Er stellte seinen Rollkoffer in den Gang, sehr zum Missfallen der Fahrgäste, die nach ihm einstiegen, sich die Schienbeine daran stießen oder fast darüber stolperten. Als wären die Bewohner der umliegenden Dörfer mit Blindheit oder zumindest einer ausgeprägten Kurzsichtigkeit geschlagen. Er entschuldigte sich immer wieder, nahm die missbilligenden Blicke in Kauf und ließ den Koffer stehen. Gepäcknetze gab es keine, und das Ungetüm auf den Sitz neben sich zu stellen, wäre ihm äußerst unhöflich erschienen.

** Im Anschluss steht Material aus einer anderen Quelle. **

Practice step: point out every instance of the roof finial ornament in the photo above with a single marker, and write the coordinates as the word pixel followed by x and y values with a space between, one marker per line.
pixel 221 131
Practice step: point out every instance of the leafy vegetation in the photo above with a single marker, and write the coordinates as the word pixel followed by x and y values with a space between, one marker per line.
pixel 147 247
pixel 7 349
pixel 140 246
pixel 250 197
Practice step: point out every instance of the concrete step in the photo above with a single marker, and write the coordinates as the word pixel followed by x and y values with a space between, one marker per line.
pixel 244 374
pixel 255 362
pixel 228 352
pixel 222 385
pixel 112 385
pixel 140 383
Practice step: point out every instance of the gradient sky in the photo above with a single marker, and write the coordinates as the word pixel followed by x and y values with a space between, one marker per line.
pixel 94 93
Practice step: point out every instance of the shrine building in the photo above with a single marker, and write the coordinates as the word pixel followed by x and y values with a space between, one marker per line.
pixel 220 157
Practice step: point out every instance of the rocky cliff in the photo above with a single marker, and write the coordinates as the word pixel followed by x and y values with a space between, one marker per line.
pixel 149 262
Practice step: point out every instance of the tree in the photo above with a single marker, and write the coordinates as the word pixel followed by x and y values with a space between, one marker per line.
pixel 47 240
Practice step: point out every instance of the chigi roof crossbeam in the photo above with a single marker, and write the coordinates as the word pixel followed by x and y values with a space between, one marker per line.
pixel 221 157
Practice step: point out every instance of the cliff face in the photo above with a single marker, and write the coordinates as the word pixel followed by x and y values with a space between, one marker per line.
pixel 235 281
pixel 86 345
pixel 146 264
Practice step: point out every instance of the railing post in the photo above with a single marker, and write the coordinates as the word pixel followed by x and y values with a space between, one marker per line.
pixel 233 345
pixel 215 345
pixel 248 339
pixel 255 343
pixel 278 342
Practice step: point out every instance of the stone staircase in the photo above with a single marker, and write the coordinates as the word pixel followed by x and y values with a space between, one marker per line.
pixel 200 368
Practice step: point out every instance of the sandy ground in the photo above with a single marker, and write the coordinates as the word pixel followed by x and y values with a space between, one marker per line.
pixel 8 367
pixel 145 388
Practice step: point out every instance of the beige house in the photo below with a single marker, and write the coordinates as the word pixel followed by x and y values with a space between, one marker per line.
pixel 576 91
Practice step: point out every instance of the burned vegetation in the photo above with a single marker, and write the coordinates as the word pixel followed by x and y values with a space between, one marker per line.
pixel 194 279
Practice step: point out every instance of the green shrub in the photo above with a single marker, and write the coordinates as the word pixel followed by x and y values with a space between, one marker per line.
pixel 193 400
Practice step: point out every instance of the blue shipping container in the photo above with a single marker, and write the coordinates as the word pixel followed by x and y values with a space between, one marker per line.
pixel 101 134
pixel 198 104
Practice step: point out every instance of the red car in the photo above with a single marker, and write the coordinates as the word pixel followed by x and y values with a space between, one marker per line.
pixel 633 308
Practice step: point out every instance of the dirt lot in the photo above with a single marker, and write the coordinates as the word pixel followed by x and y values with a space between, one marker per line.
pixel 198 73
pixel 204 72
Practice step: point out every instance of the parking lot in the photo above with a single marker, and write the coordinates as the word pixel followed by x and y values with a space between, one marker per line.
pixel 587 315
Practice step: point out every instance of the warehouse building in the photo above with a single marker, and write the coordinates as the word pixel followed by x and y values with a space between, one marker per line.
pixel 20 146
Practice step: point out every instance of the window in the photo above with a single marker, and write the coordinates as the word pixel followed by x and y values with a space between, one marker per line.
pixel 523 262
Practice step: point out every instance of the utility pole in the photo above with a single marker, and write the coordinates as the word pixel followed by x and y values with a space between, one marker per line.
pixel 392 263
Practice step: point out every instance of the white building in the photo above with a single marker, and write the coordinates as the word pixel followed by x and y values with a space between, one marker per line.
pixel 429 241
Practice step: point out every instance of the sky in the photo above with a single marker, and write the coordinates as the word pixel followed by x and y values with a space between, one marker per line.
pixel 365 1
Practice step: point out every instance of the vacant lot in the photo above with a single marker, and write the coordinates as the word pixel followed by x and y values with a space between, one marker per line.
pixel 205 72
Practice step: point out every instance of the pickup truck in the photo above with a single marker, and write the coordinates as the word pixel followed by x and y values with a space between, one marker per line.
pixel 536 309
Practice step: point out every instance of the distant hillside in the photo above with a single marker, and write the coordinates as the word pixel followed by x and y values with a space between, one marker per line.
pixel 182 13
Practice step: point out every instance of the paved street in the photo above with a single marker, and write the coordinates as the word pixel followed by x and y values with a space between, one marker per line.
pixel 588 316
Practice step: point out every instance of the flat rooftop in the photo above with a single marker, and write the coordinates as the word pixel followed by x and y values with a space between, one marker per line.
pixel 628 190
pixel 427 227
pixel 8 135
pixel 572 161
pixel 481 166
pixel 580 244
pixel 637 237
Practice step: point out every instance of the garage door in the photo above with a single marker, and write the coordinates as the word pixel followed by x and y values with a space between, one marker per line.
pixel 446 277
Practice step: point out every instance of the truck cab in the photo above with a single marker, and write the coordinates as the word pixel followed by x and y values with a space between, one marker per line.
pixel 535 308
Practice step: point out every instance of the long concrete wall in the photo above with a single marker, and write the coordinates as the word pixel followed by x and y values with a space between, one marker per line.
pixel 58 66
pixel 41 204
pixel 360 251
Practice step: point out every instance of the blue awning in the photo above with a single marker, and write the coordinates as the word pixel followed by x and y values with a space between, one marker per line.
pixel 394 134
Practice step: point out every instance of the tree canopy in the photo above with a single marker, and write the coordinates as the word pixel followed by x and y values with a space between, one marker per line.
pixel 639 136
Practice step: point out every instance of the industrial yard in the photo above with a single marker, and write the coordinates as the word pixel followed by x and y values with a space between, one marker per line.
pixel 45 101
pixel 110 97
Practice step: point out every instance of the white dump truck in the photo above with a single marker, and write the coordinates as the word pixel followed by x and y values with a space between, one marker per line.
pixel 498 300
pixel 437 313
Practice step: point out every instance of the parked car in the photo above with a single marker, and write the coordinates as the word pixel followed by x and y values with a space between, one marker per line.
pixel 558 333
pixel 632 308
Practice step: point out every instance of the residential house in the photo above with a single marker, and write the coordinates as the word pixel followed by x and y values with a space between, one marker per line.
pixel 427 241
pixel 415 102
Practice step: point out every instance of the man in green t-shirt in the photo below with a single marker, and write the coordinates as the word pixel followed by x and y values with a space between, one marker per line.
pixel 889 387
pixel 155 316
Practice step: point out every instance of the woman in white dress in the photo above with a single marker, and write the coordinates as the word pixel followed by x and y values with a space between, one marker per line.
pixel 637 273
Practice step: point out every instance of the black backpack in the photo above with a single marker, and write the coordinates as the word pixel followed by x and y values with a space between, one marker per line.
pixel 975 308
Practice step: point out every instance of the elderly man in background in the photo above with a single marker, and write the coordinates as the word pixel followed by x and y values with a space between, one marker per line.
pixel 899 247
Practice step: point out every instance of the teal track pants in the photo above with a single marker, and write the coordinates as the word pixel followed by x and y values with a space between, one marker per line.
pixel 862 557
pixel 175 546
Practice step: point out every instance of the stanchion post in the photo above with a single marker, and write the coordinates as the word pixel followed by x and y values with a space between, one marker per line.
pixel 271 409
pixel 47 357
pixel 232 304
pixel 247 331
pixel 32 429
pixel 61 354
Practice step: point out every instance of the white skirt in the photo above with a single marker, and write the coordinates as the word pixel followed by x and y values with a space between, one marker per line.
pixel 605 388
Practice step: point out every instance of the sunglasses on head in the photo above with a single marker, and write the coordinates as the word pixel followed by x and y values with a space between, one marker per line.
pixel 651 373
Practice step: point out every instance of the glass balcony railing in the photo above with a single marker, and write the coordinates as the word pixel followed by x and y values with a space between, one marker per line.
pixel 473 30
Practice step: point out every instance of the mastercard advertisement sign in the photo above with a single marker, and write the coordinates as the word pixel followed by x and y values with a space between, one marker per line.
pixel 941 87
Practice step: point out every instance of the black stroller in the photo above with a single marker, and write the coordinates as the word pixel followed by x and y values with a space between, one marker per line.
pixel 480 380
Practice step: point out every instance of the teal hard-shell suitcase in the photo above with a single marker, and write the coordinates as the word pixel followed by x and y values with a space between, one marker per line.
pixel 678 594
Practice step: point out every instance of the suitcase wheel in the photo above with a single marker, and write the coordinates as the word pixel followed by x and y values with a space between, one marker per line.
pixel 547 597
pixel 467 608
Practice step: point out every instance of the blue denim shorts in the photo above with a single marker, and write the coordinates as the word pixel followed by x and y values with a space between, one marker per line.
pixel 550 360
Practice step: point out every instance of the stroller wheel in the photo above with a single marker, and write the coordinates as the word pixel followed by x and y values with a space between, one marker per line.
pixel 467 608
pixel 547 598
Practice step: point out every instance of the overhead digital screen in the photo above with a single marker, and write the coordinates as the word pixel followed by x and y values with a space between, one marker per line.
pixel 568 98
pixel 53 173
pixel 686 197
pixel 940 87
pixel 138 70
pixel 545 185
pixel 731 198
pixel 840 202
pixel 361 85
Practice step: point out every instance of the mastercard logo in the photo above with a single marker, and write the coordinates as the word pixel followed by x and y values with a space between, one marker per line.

Der Bus musste uralt sein. Die Sitze waren zum Teil zerschlissen und die Haltegriffe an den Stangen unter dem Dach dunkel und speckig. Konnte das immer noch das Fahrzeug sein, das zwischen den Ortschaften hin und her pendelte, als er noch ein Jugendlicher gewesen war, der zur Disco in das fünfzehn Kilometer entfernte Städtchen fuhr? Er reckte den Hals, um auf das zweite Fenster vorne links zu spähen. Mit einem Taschenmesser hatte er vor ewigen Zeiten versucht, ein Herz hineinzuritzen. Die Schandtat war ihm nicht gut bekommen. Er erinnerte sich noch lebhaft an die Ohrfeige, die seine Mutter ihm verpasst hatte. Weniger an den Schmerz als an das Geräusch, als ihre Hand mit Wucht seine Wange traf. Doch es war kein Herz auszumachen. Entweder hatte man die Scheibe ausgetauscht, oder, was eher zu vermuten war, es war doch nicht sein alter Bus, sondern ein neueres Modell.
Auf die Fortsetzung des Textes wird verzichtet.